W3C home > Mailing lists > Public > www-rdf-validator@w3.org > May 2002

Re: [charmodReview-17] replacing all URIs with IRIs

From: Martin Duerst <duerst@w3.org>
Date: Mon, 27 May 2002 15:31:02 +0900
Message-Id: <4.2.0.58.J.20020527144521.00aa1810@localhost>
To: Aaron Swartz <me@aaronsw.com>, Misha.Wolf@reuters.com
Cc: www-tag@w3.org, www-rdf-validator@w3.org
[I'm copying www-rdf-validator@w3.org, because there is an error
report for the validator, and some suggestions of how to fix it.]

At 19:18 02/05/24 -0500, Aaron Swartz wrote:
>On Friday, May 24, 2002, at 05:04 PM, Misha.Wolf@reuters.com wrote:

>>Which utilities?
>
>All the current RDF tools, I think. I don't think any of them have been 
>updated to support normalization or Unicode storage. Certainly all the 
>tools I've written don't support it. If you take a look at the RDF 
>Validator[1] you'll find that it %-encodes characters like 端, as most of 
>the RDF tools I know do.

How much work would it be for the RDF Validator to change this?
My guess is that it would be quite easy, and it would result in
overall less code. I would be very glad to help.

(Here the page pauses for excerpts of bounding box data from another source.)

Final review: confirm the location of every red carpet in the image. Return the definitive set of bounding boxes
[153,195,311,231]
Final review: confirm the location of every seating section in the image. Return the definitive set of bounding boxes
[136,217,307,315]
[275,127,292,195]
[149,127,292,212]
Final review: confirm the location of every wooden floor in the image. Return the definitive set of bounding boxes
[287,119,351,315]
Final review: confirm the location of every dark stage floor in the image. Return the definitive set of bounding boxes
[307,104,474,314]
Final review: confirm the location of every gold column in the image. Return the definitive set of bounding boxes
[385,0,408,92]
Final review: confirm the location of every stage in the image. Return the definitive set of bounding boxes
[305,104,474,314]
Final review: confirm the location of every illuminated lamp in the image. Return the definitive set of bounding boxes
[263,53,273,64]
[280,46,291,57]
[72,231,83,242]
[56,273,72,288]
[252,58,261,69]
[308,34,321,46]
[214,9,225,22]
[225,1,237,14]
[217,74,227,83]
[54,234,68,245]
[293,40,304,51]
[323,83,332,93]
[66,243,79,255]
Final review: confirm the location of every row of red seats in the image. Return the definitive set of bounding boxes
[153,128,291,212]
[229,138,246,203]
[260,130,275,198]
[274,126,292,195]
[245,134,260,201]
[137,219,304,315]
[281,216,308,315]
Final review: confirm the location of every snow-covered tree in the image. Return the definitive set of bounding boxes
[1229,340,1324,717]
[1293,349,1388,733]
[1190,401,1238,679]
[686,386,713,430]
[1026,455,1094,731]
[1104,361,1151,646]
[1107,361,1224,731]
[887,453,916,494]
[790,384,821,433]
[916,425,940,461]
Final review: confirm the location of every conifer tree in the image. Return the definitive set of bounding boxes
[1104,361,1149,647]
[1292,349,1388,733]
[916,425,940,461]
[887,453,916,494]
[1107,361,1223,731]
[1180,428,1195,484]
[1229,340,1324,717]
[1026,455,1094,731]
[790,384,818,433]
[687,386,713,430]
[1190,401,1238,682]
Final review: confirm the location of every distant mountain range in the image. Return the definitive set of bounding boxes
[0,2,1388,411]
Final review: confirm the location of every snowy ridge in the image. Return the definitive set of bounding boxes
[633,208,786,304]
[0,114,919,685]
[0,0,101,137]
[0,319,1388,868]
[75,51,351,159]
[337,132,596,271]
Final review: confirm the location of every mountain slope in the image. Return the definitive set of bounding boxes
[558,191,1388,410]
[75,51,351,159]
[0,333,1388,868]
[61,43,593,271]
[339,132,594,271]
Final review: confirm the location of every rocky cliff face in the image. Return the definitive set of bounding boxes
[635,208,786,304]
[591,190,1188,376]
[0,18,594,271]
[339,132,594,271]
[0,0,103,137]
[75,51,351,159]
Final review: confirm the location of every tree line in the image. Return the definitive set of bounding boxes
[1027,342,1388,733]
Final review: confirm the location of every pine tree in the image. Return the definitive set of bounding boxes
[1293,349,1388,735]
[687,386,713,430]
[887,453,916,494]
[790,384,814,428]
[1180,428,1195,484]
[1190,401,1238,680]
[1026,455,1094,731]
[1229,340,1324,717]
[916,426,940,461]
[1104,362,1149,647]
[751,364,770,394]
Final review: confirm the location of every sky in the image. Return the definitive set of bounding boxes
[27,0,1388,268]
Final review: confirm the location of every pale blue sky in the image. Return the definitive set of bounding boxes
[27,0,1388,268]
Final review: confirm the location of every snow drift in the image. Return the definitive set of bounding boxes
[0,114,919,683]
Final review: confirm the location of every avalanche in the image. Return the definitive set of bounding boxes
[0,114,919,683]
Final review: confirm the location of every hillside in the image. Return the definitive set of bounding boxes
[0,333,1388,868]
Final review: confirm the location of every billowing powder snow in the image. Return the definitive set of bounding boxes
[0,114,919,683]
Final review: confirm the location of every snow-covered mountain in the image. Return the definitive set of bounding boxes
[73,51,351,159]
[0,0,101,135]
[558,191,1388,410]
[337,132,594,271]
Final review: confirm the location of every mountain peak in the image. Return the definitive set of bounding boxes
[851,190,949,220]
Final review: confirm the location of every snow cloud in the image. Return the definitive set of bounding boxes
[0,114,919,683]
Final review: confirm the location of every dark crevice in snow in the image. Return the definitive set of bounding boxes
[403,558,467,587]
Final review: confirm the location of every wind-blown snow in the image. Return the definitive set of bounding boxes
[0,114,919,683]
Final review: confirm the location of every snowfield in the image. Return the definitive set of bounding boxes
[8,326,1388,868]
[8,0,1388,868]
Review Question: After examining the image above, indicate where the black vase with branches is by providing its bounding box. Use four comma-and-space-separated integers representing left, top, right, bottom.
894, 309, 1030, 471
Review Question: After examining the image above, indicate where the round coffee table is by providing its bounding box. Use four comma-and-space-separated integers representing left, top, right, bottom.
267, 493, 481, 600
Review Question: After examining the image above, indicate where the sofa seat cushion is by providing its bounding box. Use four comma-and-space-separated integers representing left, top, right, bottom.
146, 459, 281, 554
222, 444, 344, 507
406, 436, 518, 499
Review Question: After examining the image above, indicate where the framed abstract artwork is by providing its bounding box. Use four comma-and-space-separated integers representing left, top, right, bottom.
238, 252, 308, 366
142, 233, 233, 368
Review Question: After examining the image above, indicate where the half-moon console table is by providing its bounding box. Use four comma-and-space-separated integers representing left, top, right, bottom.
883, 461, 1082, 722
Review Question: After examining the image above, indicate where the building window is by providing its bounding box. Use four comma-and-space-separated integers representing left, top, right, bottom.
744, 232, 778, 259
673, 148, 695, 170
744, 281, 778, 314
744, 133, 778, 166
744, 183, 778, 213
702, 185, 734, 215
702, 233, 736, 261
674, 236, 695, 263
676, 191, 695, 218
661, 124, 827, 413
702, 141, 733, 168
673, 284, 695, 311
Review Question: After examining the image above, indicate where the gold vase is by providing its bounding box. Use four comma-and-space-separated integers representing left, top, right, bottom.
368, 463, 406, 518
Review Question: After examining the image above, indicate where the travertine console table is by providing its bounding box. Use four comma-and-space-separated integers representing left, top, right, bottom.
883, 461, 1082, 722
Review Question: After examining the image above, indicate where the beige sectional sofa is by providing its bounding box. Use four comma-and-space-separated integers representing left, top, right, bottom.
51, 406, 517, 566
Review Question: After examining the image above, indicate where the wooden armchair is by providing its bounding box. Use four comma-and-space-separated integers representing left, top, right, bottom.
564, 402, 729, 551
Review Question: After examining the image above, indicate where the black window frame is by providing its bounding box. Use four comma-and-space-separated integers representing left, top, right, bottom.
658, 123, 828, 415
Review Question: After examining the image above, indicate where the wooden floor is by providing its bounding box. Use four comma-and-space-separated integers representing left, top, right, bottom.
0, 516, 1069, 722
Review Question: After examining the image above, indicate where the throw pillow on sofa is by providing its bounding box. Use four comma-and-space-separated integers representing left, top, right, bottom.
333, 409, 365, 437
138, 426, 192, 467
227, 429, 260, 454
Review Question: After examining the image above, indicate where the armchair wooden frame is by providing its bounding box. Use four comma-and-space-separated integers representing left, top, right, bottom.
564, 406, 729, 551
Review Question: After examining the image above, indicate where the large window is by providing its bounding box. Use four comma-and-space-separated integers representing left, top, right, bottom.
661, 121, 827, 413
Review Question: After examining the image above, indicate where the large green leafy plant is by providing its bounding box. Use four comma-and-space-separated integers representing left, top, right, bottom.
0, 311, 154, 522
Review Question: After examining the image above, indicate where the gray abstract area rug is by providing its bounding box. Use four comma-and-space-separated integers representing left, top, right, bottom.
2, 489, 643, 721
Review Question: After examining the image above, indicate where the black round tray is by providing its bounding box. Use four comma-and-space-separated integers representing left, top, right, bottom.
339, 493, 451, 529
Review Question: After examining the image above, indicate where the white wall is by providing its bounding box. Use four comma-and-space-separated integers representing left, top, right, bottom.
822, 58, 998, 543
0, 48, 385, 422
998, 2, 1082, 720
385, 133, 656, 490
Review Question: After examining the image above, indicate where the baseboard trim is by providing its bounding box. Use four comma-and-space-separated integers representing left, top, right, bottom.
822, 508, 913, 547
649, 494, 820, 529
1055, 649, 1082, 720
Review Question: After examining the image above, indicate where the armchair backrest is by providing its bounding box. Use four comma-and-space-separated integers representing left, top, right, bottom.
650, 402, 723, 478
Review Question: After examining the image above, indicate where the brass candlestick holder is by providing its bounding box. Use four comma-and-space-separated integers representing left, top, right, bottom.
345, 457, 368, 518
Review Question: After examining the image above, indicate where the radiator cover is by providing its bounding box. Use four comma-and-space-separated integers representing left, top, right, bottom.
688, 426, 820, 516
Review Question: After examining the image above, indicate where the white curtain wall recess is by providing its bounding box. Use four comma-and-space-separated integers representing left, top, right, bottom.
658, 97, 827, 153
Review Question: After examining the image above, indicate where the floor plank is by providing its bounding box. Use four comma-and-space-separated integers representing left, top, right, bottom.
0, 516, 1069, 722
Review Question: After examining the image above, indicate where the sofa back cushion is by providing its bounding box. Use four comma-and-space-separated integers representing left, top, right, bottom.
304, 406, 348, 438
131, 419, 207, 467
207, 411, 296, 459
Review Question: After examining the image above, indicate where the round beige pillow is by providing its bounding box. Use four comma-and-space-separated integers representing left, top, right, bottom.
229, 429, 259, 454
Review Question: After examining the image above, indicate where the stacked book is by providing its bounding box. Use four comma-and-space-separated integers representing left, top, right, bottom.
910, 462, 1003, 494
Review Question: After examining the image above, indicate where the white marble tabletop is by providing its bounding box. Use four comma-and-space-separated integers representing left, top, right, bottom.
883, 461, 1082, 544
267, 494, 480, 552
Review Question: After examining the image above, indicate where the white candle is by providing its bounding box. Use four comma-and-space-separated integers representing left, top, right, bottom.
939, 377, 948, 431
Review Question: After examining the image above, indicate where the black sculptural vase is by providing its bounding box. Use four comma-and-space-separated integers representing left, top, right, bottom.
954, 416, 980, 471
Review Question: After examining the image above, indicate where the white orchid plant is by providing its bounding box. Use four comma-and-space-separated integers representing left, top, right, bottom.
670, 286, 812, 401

By the way, I just tested the RDF Validator with some simple input.
While it gets to the correct %hh escaping in URIs, it messes up the
literals. That's because the validator input page is labeled as being
in iso-8859-1, and the output is labeled as being in UTF-8, but for
literals, there is no coversion in between.

To fix it, the following steps are needed:

- Set the encoding of http://www.w3.org/RDF/Validator/Overview.html
   to UTF-8. I can do that in about one minute. Please tell me when
   to do it.

- Find the place in the code where the URIs are converted from
   iso-8859-1 to UTF-8. Remove that conversion. This should be
   rather easy. Please tell me if you need help.

- Fix graphVis. This seems to currently run under the assumption that
   everything (.dot files,...) is in iso-8859-1. In the short run,
   it could be called by converting from UTF-8 to iso-8859-1 and
   replacing characters not representable in iso-8859-1 with something
   like a ? or so. In the long term, it should be changed so that it
   can correctly render more than just iso-8859-1. This applies only
   to PNG and GIF; for SVG, graphVis currently does gigo (garbage in,
   garbage out), but feeding it UTF-8 would do the right thing.
   For the others, the easiest would be to use a batch SVG renderer.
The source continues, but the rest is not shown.